According to Pin, his lab is the only one in Canada that uses tissue samples obtained via endoscopy from patients with suspected pancreatic cancer. This approach allows researchers to quickly grow pancreatic cancer organoids specific to the individual patient.
Developing personalized treatment options using pancreatic cancer organoids is still in their infancy. However, the hope is that researchers can see how the pancreatic cancer organoid responds to the standard treatment and also try new or combination approaches for patient-specific treatment, said Pin. If an effective treatment is found, it may be a potential therapy that will work specifically for the patient.
What is equally important are the non-cancerous cells that surround the tumour, because the way these cells communicate and interact with cancer cells can affect the response to treatment, said Pin. There is also the immune component to consider. Using organoids to understand how these different components interact will provide better insights into why some patients don’t respond to a certain treatment and what can be done to change the response.
Understanding disease development
“Human organoids are great models because they introduce complexity and more resemble what occurs in a human.” —Van B. Lu, PhD
Van B. Lu, PhD, assistant professor in the Department of Physiology and Pharmacology, grows human organoids from different sections of the gastrointestinal tract, such as the upper small intestine and colon.
What makes organoids remarkable is the way they maintain the tissue difference of the specific region of the GI tract.

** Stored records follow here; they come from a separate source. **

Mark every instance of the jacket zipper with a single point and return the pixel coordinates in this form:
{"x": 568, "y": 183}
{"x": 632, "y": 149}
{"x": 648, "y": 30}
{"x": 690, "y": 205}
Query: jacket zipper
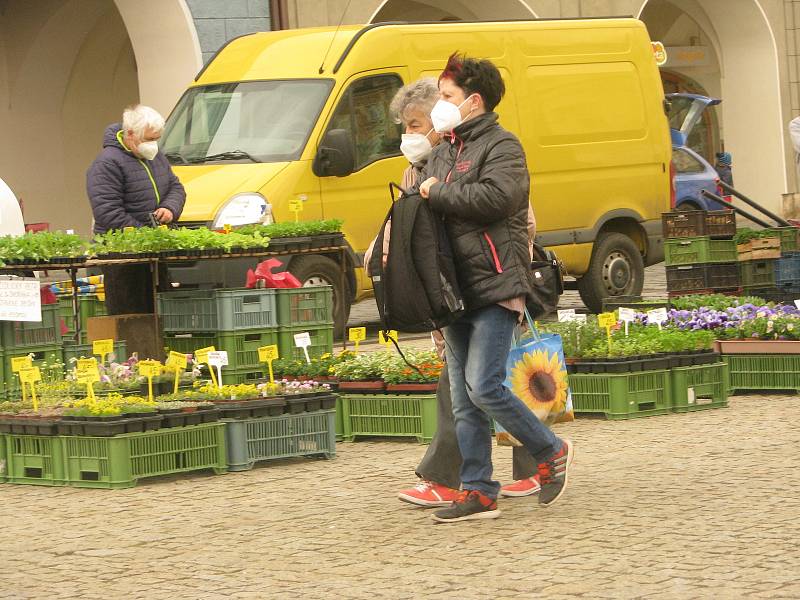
{"x": 497, "y": 266}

Both videos supplied by Van Lu
“They don’t just reconvert to a premature cell type; they actually maintain some of the features of the original tissue where they come from,” said Lu, who is also a scientist at Children’s Health Research Institute, a program of Lawson Health Research Institute. This ability to mimic the GI tract allows researchers to compare how different regions function.
Lu is interested in how gastrointestinal epithelial cells respond to dietary nutrients and gut bacteria. She specifically looks at the detailed mechanisms and specific signalling pathways that contribute to this symbiotic relationship. Understanding these cell mechanisms is the first step to understanding disease processes, such as inflammatory bowel disease (IBD) and how the gut microbiome influences human health. Human organoids are crucial to modelling these different mechanisms, as the gut bacteria in animal or rodent models are very different from human gut bacteria.
Lu’s team studied the different gut mechanisms in mice, but when they asked if these mechanisms occurred in the same cell type in humans, the answer was quite different, said Lu. Lu and her team do a lot of genetic editing, such as inserting a fluorescent gene into the organoids using a gene-editing technology called CRISPR/Cas9. This lets them identify cells and monitor cell activity. It can take up to six months to generate genetically altered lines. “It takes a lot of work but the benefit is once you have your population of cells labelled, you can keep maintaining it in culture and have lots of supply,” Lu said.
Organoids are used to model human mechanisms and disease development. Soon, their uses could lead to treatment interventions for diseases or an understanding of a better way to stay healthy.
“Human organoids are great models because they introduce complexity and more resemble what occurs in a human,” said Lu.